My sister and I both grew up in the shadow of two girls who we never met and never knew, but disliked with an intensity ordinarily reserved for the cheerleader who is also elected prom queen. They were the daughters of a high school friend of our mom, and they visited us once every year in the form of a Christmas letter.
These annual letters arrived in the first weeks of December, neatly folded in the middle of a large, gaudy, and gilt edged Christmas card that was invariably imprinted with the names of each member of their family. My sister and I read them with a mixture of disdain and envy towards the overachieving and overindulged daughters whose accomplishments and activities were so glowingly detailed.
Most years we were also greeted by a professional photograph of the daughters, which we would critique unmercifully. On the one occasion when the daughters were usurped by a picture of the family's new house, we could hardly contain our delight in the conclusion that the girls must have turned ugly.
In reality, my sister and I were probably every bit as successful and active (and certainly as happy) as our two Christmas card contemporaries. But there was no getting around the fact that our family was at least several rungs below theirs on the economic ladder of success. For little girls who wanted to find Barbies under the tree but got knock-offs, the letters fell far short of engendering "goodwill towards all."
Rather, they sent my sister and me straight to the dining room table where we would draft our own family letters with boasts of every minor accomplishment we had had that year, right down to P.E. squad leader and last one standing in dodge ball.
To our mom's credit, but our chagrin, these reply letters were never mailed, and we received little more mention in our own family's Christmas greetings beyond the signed (and never imprinted), "Leslie, Marsh, and the girls."
It is in large part because of those past letters that my sister developed strict rules when she began writing her own annual Christmas letters. They are straightforward rules that require Christmas letters to be personally signed and written with the spirit of the season in mind, aimed at invoking joy and laughter rather than envy. She can mention beach vacations, kitchen makeovers, car purchases and accomplishments of children only when necessary to relate an otherwise funny family anecdote.
It is a rule that I adopted for my own short foray into Christmas letters, albeit to a somewhat lesser degree, since my own more humble circumstances, as a divorced mother of two, threatened less envy than my sisters. As I wrote in my first letter, "If you don't like to read about new cars, new houses, or fancy vacations, don't worry, we didn't have any."
We both found that we still had a lot to say. I was free to relate that my oldest daughter won the dubious honor of being named "Most Valuable Player" on a volleyball team that didn't win a single game and she was able to note the college graduation of her son since it occurred only after eight years and four different schools.
They were rules that seemed to work, as our letters were generally well recieved and passed around, often ending up in hands of people that we didn't know and that didn't know us.
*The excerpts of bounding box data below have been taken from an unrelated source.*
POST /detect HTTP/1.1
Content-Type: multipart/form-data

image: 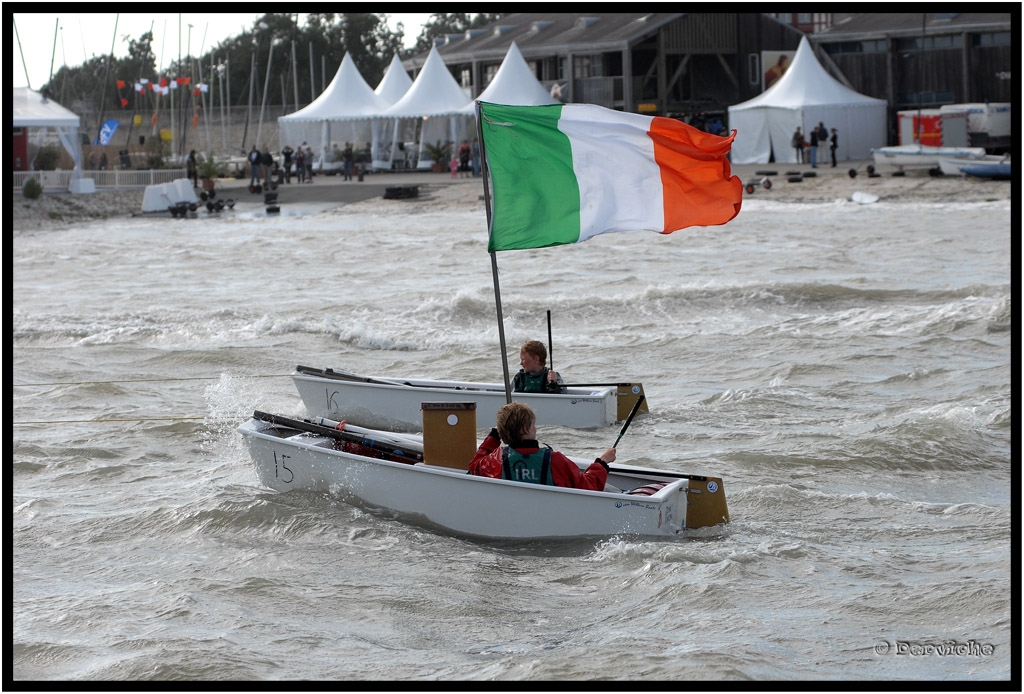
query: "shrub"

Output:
[22,178,43,200]
[35,144,61,171]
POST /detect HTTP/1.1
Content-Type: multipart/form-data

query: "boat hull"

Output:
[871,144,985,170]
[939,155,1010,178]
[238,419,728,539]
[961,164,1011,181]
[292,367,630,432]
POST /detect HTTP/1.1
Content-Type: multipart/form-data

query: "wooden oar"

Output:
[253,409,423,464]
[611,395,644,448]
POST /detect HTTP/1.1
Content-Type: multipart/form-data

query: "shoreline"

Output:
[12,161,1012,231]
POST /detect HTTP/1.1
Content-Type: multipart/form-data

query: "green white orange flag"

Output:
[478,101,742,252]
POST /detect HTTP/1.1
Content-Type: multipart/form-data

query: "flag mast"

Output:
[474,101,512,403]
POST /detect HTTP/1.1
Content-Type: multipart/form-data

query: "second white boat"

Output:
[292,365,649,432]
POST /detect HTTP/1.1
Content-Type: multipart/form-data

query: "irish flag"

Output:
[478,101,742,251]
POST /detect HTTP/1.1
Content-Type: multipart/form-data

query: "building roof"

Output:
[814,12,1010,43]
[404,12,683,68]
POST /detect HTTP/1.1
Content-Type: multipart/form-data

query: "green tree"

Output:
[414,12,509,53]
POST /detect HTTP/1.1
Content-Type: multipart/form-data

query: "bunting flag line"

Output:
[478,101,742,252]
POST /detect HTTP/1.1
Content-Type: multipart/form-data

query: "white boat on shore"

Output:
[939,155,1010,177]
[238,411,729,539]
[292,365,649,432]
[871,144,985,171]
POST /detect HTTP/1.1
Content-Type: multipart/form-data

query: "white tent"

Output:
[374,53,413,105]
[382,46,470,169]
[278,53,388,168]
[11,87,82,190]
[463,41,558,117]
[729,37,886,164]
[373,53,416,169]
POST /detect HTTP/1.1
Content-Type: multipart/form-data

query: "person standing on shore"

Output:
[185,149,199,188]
[295,147,306,183]
[818,121,828,164]
[472,137,480,178]
[341,142,352,181]
[281,144,295,183]
[249,144,261,188]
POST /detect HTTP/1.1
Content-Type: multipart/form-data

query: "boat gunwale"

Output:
[237,419,701,504]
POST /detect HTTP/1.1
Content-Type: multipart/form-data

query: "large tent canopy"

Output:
[374,53,413,106]
[372,53,416,169]
[381,45,470,169]
[278,53,388,164]
[729,37,886,164]
[463,41,558,116]
[11,87,82,178]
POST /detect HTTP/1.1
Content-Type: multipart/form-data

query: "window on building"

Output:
[974,32,1010,46]
[572,55,604,79]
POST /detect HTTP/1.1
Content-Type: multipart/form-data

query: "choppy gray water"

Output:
[8,200,1020,683]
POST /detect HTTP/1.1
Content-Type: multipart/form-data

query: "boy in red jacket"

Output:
[469,402,615,491]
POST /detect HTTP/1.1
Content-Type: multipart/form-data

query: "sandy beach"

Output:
[12,161,1011,231]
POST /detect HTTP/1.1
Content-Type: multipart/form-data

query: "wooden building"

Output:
[403,10,1020,146]
[811,12,1020,144]
[403,12,803,120]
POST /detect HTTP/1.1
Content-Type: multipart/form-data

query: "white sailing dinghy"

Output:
[239,101,742,538]
[239,411,729,539]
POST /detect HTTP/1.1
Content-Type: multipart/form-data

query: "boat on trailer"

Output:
[871,144,985,171]
[939,155,1010,178]
[292,364,649,432]
[238,411,729,539]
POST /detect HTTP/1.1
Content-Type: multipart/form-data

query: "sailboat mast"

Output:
[476,101,512,403]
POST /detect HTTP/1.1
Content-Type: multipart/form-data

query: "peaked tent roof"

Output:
[729,36,886,111]
[11,87,82,128]
[463,41,558,115]
[374,53,413,105]
[278,53,388,123]
[380,46,469,118]
[729,37,887,164]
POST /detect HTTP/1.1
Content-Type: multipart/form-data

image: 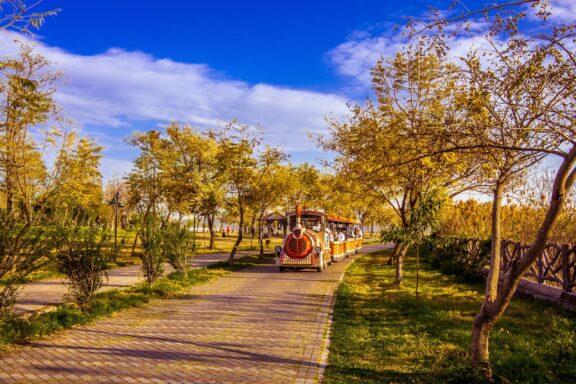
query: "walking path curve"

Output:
[0,245,385,383]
Our mom continued to receive the annual letters from her high school friend well beyond the time that my sister and I had moved out and started writing our own. And, over the years, the mention and golden glow of the daughters diminished as they undoubtedly met the various hardships and realities of adulthood. Although there was a time when my sister and I would have delighted in this seeming downfall, our greater maturity and the spirit of the season prevented us from taking joy in the girls' joining the ranks of the ordinary.
That maturity, however, has never prevented us from secretly harboring the hope that, just once, in her later years, Mom might have snuck in a reference about her daughters, "the lawyer and the MSW."